Source UWI SRC – Experts at The UWI Seismic Research Centre (UWI-SRC) advise that La Soufrière volcano in Saint Vincent and the Grenadines remains dangerous despite pauses in explosive activity.
During a virtual press conference hosted on Wednesday, April 21, Rod Stewart, Volcano-Seismologist from the UWI-SRC/Montserrat Volcano Observatory (MVO) emphasized, “although it is easy to identify the start of eruptions, conclusively saying when eruptions are over, often proves more difficult.”
The UWI-SRC and Vincentian authorities
Advice provided by the UWI–SRC enabled the successful evacuation of 13,000 residents from the designated ‘RED ZONE’ 24 hours prior to the first explosion of the volcano.
Thirty-two discrete explosions have been observed since the onset of explosive activity.

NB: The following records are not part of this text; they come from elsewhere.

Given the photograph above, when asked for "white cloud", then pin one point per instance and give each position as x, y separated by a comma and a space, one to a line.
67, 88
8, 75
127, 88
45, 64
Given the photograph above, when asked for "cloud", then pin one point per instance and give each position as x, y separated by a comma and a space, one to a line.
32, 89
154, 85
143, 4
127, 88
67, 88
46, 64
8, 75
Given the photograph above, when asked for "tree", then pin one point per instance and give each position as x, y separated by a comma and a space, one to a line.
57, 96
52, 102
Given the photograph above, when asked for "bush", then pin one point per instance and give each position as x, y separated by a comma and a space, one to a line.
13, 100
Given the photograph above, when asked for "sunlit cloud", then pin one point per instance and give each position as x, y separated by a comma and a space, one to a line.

To date, there has been no loss of life.
Ash from these explosions has been the primary hazard.
Explosive events have become less frequent over time, with the period between explosions increasing as the eruption progresses.
Professor Richard Robertson, UWI-SRC, Scientific Team Lead estimates that the explosivity seen during this current eruption, is greater than in 1979, and more comparable to the 1902 eruption.
The UWI-SRC Field Scientists based at the Belmont Observatory in Saint Vincent are part of larger team of seismic and engineering technicians,
Several international agencies and academic colleagues have also made valuable contributions to the current understanding of the eruption.
The UWI-SRC remains ready to serve the region despite a perennial challenge to secure resources.